伊古奈比咩命神社 歴史 創建

 


社伝(由緒書)によると、まず三嶋神は南方から海を渡って伊豆に至った。そして富士山の神・高天原の神から伊豆の地を授けられ、白浜に宮を築き、伊古奈比咩命を后に迎えた。さらに、見目・若宮・剣の御子の3柱や竜神・海神・雷神などとともに伊豆諸島の島焼き(造島)を行なった。島焼きによって、初島(はつしま)に始まり神津島(こうづしま)大島三宅島八丈島など合計10の島々を造り、自身は三宅島に宮を営んだ。その後しばらくして、白浜に還ったという。以上の伝承は、伊豆地方に伝わる縁起三宅記』(鎌倉時代末期と推定)に記載されるものである。同書では島焼き以前に白浜を宮としたかについては記載はないが、孝安天皇(第6代)元年に三嶋神は天竺から至り、孝安天皇21年から島焼きを行なったとする。

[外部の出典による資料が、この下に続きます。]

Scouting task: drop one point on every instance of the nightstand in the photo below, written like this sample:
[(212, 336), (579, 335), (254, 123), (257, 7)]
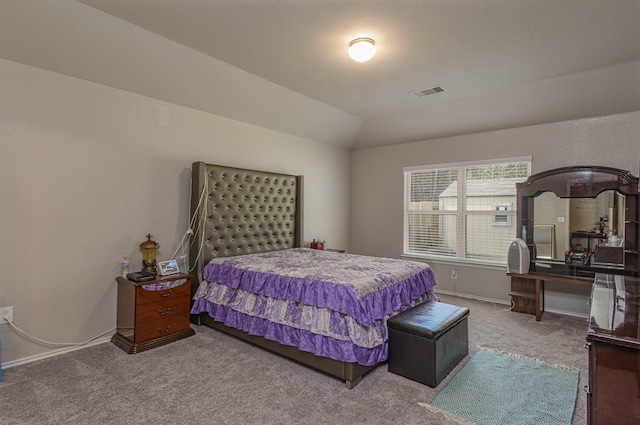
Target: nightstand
[(152, 313)]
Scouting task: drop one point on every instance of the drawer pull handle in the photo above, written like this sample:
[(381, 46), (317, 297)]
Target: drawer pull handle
[(164, 331)]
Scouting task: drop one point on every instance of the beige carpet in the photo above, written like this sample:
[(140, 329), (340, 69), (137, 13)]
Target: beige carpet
[(211, 378)]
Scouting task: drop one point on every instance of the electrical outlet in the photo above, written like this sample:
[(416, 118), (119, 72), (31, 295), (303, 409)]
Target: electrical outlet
[(6, 313)]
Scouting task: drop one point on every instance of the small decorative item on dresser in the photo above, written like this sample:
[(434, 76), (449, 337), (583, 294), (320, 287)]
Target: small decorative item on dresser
[(148, 249), (316, 245)]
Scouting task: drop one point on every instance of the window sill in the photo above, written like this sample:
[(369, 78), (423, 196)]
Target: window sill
[(489, 265)]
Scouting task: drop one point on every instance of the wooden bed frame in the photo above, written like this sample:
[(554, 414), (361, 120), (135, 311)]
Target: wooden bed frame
[(244, 211)]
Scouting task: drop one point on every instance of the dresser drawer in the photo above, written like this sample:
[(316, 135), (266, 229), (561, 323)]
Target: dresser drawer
[(158, 315), (158, 328), (145, 296), (169, 307)]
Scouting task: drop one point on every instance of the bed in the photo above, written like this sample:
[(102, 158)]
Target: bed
[(255, 281)]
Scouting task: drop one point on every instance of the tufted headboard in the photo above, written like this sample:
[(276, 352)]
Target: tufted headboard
[(241, 211)]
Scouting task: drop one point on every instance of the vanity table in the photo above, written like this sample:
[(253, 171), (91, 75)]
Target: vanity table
[(558, 208), (613, 341)]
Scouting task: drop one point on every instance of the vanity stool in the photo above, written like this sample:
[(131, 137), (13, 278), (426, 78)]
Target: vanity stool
[(427, 341)]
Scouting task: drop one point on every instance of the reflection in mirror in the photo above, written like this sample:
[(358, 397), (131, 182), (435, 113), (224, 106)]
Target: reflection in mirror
[(579, 230)]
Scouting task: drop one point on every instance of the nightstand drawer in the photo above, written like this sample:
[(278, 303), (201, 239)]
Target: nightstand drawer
[(161, 309), (163, 327), (145, 296), (155, 316)]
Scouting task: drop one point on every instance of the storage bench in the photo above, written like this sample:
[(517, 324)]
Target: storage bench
[(427, 341)]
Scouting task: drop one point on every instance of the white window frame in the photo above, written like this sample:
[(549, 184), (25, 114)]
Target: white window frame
[(506, 215), (461, 212)]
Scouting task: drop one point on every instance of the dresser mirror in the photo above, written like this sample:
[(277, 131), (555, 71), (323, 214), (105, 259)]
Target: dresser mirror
[(579, 229), (579, 221)]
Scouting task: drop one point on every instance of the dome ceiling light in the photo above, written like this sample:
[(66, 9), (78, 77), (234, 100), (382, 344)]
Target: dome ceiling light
[(362, 49)]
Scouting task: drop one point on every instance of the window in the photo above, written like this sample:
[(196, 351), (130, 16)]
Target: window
[(502, 219), (462, 211)]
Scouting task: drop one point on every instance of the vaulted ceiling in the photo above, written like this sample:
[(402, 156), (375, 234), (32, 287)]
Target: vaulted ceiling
[(283, 64)]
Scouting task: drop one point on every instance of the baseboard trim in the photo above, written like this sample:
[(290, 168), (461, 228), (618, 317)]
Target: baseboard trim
[(473, 297), (54, 353), (566, 313), (491, 300)]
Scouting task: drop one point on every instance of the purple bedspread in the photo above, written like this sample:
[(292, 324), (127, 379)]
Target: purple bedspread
[(362, 292)]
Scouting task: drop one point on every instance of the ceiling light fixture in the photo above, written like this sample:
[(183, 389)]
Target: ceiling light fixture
[(362, 49)]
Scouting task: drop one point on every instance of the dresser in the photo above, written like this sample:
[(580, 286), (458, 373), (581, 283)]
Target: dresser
[(152, 313), (613, 340)]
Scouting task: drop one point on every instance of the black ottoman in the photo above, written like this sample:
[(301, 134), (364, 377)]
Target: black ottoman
[(427, 341)]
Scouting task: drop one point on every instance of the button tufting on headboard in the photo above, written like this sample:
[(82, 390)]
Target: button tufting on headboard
[(247, 211)]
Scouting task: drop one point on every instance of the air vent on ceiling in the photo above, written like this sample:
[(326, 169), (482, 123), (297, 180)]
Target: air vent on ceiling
[(428, 92)]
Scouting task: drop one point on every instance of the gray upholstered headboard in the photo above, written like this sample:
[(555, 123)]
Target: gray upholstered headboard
[(242, 211)]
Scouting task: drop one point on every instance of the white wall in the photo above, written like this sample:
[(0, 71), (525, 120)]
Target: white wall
[(377, 186), (86, 171)]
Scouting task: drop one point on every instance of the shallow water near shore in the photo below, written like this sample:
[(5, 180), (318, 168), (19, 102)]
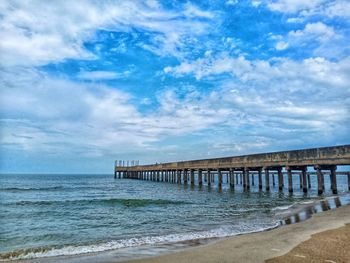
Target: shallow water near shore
[(68, 215)]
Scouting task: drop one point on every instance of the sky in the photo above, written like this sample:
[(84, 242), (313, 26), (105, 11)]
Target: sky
[(85, 83)]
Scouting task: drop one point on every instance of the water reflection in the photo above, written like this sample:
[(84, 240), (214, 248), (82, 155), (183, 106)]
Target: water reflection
[(307, 212)]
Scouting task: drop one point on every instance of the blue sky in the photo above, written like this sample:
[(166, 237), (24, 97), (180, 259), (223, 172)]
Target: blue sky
[(84, 83)]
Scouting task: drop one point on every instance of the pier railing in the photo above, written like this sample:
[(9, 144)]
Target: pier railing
[(322, 160)]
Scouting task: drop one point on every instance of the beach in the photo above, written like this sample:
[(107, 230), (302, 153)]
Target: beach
[(94, 218), (259, 247)]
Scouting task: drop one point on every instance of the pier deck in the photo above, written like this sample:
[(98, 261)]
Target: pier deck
[(325, 159)]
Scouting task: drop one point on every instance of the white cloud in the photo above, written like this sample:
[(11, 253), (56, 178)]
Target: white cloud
[(256, 3), (316, 38), (315, 31), (103, 75), (338, 8), (282, 45), (293, 6), (231, 2), (295, 20), (333, 8), (39, 32)]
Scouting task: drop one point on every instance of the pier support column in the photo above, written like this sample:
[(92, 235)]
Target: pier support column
[(320, 185), (219, 178), (200, 178), (192, 176), (185, 176), (232, 183), (333, 179), (247, 178), (260, 179), (267, 180), (280, 178), (244, 175), (303, 172), (290, 179)]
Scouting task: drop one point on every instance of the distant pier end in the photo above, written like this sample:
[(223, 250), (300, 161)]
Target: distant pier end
[(321, 160)]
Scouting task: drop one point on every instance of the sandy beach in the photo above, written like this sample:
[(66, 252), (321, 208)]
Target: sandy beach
[(327, 231)]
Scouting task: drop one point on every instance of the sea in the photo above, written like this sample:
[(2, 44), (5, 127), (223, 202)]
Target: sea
[(94, 216)]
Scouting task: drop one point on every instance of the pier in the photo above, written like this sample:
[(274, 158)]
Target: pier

伊古奈比咩命神社の鎮座する火達山からは多くの祭器具が見つかっており、当地では古代から祭祀が行われていたものと推測される。また、上記『三宅記』に見えるように、三嶋神は伊豆府中の現在地以前には白浜にあったとされており、後述の天長9年(832年)記事の「神宮二院」の表現や、『延喜式神名帳の賀茂郡における三嶋神・伊古奈比咩命の登載はそれを示唆するものとされる。加えて『宴曲抄』(えんきょくしょう)「三島詣」や『矢田部氏系図』では、天平年間(729年-749年)頃の三嶋神の国府遷祀を伝える。伊古奈比咩命神社社誌では、これらを総合して、三嶋神は奈良時代頃に国府近くに新宮として勧請、その後元宮は衰退して治承4年(1180年)までには地位が逆転したとする。また、元宮の地については、伊古奈比咩命神社北西の神明(かみあけ)の地と推測されている(ただし、以上については異説もある)。